We chose to focus on depression because Jones and colleagues [24] among others have identified depression as one of the strongest predictors of disability in populations with a variety of medical impairments such as renal, pulmonary, or rheumatologic diseases [4–6, 12, 35–37]. The rule holds for arm-specific disability, where recent work has emphasized the influence of depression and other psychological factors on arm-specific disability as measured by the DASH [10, 35–37].

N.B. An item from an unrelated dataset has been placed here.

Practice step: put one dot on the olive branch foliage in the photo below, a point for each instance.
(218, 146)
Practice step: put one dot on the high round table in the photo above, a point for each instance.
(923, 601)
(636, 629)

While we did observe a significant decrease in both the mean and standard deviation of DASH scores by adjusting for the affect of depression, the decrease in variation was very small. Furthermore, the DASH and depression-adjusted DASH scores were highly correlated, suggesting that adjusting for depression did not provide a clear advantage or notable distinction from unadjusted DASH scores. Consequently, it must be concluded that disability is sufficiently complex that adjustment for one strong correlate (in this case depression) can significantly, but only marginally, decrease the variation in disability scores.
As further evidence of the psychosocial aspects of illness behavior in general and disability in particular, we found that gender had a significant influence on disability. Moreover, the effect of depression on DASH was different for men and women. Differences in the experience of pain and disability between men and women have been observed fairly consistently [19, 40, 41].
Our study should be interpreted in light of the use of mixed diagnoses and illness stages, no attempt to account for disease and impairment, and the need to discard incomplete forms, since patients that complete the forms may be different from those that do not complete the forms in very important ways. Nonetheless, the fact that we were able to decrease the mean and variation of the DASH scores significantly by adjusting for depression in this broad sample of hand surgery patients promotes the value of considering the psychosocial aspects of illness behavior and of continuing research to understand the differences between impairment and disability. The fact that the changes in scores were marginal and of questionable relevance underscores the complexity of disability and the need for additional research.